The driver itself does not change NFS behavior — it delegates to the kernel NFS client. The value is:
- Mount options are configurable per-StorageClass (not hardcoded kernel defaults)
- CSI health checking can detect unhealthy volumes
- Standard K8s storage API (PV/PVC/StorageClass) instead of inline volumes
Component 2: StorageClass
resource "kubernetes_storage_class" "nfs_truenas" {
metadata { name = "nfs-truenas" }
provisioner = "nfs.csi.k8s.io"
reclaim_policy = "Retain"
volume_binding_mode = "Immediate"
mount_options = [
"soft", # Return -EIO instead of hanging forever
"timeo=30", # 3-second timeout per NFS RPC call
"retrans=3", # Retry 3 times before giving up (~9 sec total)

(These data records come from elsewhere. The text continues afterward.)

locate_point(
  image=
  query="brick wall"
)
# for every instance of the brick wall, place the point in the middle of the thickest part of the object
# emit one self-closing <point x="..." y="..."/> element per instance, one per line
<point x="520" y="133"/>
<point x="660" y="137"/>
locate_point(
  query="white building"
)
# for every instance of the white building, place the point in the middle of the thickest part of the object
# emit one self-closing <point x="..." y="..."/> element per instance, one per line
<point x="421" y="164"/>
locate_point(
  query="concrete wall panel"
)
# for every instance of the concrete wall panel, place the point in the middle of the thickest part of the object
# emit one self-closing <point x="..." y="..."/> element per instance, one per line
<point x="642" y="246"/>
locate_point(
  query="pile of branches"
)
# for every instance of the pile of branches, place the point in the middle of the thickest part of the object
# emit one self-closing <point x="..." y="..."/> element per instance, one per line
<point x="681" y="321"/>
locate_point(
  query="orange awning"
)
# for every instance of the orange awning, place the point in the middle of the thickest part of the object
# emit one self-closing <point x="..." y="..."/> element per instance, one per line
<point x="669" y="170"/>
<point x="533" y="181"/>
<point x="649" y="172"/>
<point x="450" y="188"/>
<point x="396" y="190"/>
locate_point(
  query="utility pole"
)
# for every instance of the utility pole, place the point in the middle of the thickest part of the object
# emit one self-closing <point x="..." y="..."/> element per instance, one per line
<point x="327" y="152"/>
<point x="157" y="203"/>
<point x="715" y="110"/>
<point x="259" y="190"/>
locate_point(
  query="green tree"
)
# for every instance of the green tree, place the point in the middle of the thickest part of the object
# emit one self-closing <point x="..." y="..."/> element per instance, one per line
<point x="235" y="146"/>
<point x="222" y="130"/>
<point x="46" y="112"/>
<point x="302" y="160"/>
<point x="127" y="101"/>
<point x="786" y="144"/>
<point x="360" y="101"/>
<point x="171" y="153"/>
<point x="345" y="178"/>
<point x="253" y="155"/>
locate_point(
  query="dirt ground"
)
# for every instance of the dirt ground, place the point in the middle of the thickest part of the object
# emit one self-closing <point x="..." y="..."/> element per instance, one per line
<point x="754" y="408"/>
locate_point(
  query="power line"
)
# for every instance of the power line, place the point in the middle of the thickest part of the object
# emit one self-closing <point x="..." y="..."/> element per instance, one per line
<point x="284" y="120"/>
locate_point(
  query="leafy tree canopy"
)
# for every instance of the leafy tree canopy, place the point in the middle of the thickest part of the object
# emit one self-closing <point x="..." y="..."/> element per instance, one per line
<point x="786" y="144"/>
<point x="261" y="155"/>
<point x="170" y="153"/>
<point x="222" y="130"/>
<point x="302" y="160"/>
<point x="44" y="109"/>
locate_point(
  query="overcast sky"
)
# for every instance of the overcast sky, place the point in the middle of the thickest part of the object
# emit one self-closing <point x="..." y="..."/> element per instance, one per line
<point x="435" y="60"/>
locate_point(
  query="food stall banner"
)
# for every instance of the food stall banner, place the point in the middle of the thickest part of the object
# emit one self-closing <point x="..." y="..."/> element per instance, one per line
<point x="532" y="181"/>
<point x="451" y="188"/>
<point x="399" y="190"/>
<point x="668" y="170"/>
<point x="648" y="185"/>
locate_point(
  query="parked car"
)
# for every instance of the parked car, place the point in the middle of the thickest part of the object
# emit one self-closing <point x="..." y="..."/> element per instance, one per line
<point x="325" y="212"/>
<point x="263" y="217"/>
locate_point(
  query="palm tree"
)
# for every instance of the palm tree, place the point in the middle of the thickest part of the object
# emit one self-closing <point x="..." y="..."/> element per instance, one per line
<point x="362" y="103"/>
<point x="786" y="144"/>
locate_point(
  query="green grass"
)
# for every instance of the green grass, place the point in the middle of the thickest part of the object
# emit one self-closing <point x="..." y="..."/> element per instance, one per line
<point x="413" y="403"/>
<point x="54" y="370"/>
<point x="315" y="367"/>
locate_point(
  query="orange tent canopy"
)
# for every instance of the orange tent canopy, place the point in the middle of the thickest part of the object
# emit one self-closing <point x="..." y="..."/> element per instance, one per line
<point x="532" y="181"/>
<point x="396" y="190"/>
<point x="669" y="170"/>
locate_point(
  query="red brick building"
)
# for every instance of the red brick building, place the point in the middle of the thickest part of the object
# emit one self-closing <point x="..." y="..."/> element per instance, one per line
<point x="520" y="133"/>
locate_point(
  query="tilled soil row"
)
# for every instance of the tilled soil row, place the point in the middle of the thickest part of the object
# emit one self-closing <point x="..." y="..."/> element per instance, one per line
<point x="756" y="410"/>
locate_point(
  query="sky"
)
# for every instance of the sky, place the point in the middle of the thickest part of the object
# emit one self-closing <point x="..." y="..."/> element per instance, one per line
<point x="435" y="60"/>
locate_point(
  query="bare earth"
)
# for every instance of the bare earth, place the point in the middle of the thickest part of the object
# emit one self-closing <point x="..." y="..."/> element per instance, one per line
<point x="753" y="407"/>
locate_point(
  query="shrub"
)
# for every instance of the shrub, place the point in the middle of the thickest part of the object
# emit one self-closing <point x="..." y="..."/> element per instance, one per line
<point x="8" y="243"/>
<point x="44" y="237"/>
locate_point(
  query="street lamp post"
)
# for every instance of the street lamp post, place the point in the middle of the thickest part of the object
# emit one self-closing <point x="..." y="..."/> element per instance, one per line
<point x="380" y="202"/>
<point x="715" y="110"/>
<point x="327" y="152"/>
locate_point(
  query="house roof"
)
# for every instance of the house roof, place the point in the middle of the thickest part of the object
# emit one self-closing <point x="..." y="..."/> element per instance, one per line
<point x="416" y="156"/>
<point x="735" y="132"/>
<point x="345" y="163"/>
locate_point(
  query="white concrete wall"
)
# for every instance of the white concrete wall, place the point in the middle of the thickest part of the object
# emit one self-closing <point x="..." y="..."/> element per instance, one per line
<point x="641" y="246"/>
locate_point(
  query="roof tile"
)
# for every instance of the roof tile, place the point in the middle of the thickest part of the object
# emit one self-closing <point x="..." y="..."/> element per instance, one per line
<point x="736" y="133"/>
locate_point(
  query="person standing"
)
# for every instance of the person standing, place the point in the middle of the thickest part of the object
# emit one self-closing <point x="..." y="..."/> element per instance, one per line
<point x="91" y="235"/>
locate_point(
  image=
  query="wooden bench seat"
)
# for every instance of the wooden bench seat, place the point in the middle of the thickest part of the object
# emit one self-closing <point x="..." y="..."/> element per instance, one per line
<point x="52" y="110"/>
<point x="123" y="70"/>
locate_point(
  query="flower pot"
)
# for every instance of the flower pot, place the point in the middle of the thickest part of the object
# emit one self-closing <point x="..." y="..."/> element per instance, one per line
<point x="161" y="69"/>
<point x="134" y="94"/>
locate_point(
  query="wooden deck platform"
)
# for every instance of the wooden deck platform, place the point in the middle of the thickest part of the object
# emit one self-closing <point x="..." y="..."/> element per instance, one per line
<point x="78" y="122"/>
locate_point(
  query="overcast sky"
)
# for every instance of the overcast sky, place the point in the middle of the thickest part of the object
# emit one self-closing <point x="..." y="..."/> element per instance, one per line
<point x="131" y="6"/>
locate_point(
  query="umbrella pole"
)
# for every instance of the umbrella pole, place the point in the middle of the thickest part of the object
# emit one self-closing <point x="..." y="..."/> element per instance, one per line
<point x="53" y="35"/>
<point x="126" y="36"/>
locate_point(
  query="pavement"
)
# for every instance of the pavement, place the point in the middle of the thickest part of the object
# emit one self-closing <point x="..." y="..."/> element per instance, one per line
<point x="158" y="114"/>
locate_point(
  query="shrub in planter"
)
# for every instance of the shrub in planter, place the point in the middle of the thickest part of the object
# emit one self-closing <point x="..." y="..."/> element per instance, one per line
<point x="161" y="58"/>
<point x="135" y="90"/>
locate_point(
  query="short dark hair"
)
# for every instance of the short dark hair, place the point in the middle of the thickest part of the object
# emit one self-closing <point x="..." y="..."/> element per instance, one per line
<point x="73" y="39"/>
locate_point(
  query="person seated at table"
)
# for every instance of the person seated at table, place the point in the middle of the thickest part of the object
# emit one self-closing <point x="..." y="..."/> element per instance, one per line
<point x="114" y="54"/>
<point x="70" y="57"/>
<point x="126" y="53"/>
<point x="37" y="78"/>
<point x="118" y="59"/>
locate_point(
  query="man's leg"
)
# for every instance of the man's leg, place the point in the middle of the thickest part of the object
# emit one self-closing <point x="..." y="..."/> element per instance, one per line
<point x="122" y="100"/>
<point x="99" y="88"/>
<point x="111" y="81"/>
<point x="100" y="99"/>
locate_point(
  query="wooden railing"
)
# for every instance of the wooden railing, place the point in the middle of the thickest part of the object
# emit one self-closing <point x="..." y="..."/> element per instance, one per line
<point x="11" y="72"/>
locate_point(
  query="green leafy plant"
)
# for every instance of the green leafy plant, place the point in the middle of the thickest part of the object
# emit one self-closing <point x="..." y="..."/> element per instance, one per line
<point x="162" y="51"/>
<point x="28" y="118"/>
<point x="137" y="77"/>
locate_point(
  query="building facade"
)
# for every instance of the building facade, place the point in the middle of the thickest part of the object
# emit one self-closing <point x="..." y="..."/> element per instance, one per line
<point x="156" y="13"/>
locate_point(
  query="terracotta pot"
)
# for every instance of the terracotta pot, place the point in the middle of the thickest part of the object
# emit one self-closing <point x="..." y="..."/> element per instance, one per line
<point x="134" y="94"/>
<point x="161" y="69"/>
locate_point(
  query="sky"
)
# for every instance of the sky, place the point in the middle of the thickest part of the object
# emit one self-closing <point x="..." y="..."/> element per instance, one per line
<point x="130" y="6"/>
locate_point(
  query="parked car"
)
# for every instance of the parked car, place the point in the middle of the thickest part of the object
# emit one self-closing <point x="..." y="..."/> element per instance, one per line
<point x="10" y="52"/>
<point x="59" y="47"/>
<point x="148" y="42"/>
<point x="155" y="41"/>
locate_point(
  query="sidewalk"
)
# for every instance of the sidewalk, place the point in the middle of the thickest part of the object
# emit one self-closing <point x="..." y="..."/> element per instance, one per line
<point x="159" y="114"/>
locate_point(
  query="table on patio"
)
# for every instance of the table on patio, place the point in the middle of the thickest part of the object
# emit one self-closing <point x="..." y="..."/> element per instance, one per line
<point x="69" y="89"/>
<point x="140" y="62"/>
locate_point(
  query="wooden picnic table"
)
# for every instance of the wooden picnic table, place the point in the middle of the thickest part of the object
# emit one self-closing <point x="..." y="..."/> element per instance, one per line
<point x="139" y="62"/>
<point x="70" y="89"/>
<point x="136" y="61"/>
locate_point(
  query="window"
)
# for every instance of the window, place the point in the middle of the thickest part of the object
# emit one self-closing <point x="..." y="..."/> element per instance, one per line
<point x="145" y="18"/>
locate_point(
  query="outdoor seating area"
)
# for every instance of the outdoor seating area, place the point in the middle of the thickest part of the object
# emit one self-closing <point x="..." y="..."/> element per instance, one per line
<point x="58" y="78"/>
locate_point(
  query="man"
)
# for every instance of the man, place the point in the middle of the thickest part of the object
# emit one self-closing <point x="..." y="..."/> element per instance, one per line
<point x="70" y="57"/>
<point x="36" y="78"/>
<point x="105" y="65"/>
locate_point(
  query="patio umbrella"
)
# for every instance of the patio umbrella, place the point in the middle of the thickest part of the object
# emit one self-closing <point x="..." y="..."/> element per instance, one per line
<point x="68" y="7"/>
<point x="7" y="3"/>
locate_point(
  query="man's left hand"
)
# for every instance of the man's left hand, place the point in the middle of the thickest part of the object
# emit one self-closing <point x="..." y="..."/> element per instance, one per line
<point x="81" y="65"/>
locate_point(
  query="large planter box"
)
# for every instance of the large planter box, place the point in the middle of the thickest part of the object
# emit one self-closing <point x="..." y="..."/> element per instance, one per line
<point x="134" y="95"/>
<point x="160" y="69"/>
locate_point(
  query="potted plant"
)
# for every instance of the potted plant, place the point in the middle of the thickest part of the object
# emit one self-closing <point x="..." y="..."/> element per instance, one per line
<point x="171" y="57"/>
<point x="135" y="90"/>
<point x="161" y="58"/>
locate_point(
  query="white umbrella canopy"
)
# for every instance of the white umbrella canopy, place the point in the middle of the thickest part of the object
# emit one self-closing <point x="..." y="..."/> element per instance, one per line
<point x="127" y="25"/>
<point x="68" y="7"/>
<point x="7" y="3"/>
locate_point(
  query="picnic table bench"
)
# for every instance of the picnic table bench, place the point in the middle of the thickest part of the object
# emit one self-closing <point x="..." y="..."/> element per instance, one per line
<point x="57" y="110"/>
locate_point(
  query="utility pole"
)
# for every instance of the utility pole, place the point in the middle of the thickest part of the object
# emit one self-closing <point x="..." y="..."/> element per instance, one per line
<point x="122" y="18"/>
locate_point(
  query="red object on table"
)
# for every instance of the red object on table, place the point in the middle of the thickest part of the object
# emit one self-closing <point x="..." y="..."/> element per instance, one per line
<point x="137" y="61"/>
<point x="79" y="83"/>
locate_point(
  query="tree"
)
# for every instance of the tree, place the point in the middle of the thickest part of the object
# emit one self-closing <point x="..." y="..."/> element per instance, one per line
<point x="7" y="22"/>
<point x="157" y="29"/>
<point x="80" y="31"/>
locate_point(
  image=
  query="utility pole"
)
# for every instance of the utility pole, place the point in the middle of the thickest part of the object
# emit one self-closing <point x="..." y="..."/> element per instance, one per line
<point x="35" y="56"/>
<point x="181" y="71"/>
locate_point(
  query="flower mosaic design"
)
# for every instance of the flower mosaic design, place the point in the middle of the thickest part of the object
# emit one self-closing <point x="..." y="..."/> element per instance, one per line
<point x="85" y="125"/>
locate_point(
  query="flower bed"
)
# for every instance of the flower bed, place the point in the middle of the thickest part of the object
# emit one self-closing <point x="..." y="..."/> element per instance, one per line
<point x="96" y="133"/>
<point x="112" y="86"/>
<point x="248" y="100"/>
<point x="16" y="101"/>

"actimeo=5", # 5-second attribute cache (balance freshness vs perf)
]
parameters = {
server = var.nfs_server
share = "/mnt/main"
}
}
Key mount option differences vs current defaults:
| Option | Current (inline) | New (CSI) | Effect |
|---|---|---|---|
hard vs soft |
hard (default) |
soft |
I/O errors instead of infinite hang |
timeo |
600 (60 sec) | 30 (3 sec) | Faster failure detection |
retrans |
3 | 3 | Same retry count, but 3s per attempt not 60s |
actimeo |
3600 (1 hour, varies) | 5 (5 sec) | Fresher attribute cache |
| Total stale detection | ~3 minutes | ~9 seconds | 20x faster |
Component 3: Shared Terraform Module (modules/kubernetes/nfs_volume/)
Creates a PV + PVC pair for each NFS mount point. Hides boilerplate.
Interface:
module "nfs_data" {
source = "../../modules/kubernetes/nfs_volume"
name = "myservice-data" # PV and PVC name (must be unique cluster-wide)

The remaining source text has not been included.